Spring may have sprung early, but let’s not jump to conclusions

[image courtesy of davidezartz on flickr]

If, like me, you braved the cold, wet and windy weather over the last couple of days, you’ll be forgiven for raising one eyebrow at the latest reports that Spring is here already, 11 days early.

The study found that four out of five animals and plants are breeding earlier because of changes in UK weather patterns.

I’m sure those animals will have a better nose for recognising gradual changes in weather so I won’t argue with them.

The reason I thought this was interesting is because in my blog post earlier this month, I said I hoped that climate change experts would make predictions and conclusions about climate change with significant forethought so that mistakes like those surrounding the melting of the snow on the Himalayan mountains wouldn’t occur again.

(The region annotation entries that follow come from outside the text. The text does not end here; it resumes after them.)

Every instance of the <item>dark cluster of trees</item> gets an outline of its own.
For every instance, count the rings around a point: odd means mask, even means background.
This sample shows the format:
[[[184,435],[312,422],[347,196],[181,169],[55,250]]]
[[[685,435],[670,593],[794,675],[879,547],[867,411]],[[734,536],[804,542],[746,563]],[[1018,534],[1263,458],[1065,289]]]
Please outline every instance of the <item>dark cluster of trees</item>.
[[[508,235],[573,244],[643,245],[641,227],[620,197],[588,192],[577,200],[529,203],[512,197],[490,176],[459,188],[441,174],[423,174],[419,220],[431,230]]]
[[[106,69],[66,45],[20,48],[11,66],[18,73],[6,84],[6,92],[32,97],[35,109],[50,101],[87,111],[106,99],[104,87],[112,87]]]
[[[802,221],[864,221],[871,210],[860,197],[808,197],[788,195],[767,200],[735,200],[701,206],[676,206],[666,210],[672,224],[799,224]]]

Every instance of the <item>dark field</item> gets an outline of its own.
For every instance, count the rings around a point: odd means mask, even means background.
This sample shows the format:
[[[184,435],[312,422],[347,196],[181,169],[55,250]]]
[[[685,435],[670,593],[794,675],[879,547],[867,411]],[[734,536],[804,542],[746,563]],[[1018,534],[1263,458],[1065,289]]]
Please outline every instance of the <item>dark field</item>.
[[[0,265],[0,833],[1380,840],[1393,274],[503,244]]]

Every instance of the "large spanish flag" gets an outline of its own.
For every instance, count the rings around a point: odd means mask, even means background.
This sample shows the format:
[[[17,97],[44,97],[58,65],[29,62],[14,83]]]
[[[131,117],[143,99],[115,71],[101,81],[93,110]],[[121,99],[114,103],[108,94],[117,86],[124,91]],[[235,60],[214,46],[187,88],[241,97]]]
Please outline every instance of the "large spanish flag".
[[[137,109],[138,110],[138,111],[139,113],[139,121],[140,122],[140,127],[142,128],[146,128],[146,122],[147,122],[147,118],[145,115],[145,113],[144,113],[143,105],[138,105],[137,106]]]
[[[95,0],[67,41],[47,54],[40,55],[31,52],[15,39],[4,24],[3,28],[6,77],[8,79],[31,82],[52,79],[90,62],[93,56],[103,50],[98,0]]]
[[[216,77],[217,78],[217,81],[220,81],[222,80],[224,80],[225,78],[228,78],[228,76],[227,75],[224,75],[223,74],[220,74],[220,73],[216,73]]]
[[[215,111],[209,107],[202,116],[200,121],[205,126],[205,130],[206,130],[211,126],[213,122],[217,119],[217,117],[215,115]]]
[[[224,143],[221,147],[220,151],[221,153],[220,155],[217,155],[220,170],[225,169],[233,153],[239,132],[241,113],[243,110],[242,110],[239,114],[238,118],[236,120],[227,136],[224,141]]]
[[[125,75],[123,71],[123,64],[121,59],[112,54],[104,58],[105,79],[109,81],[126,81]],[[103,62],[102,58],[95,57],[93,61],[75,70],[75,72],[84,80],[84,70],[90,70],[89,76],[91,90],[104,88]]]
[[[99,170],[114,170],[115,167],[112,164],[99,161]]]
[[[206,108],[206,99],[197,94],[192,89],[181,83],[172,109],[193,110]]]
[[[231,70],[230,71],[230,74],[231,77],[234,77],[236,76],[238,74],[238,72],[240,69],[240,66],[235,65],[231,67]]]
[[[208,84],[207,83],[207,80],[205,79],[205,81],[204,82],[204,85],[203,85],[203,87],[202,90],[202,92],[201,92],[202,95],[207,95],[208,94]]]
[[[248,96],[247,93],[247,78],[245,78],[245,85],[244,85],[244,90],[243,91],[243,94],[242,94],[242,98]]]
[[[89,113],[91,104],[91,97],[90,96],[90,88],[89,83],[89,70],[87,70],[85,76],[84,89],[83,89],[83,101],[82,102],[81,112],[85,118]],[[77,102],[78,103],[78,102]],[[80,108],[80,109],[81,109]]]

So I was really pleased to hear an interview with climate change expert Dr Stephen Thackeray, a biologist at the Centre for Ecology and Hydrology in Lancaster, who had the presence of thought to acknowledge other factors before suggesting that earlier Springs are a result of rising global temperatures.

He said: “There appears to be large-scale patterns in accelerating change across terrestrial ecosystems. This may suggest large-scale drive like climate change is responsible for the changes in the data.

But it’s early days yet to say climate change is responsible for these changes.”

Let’s hope this attitude will continue in the future. If so, we might get fewer stories like this, which suggested that faith in climate change experts has diminished recently because of misleading climate change predictions. Fingers crossed, anyway.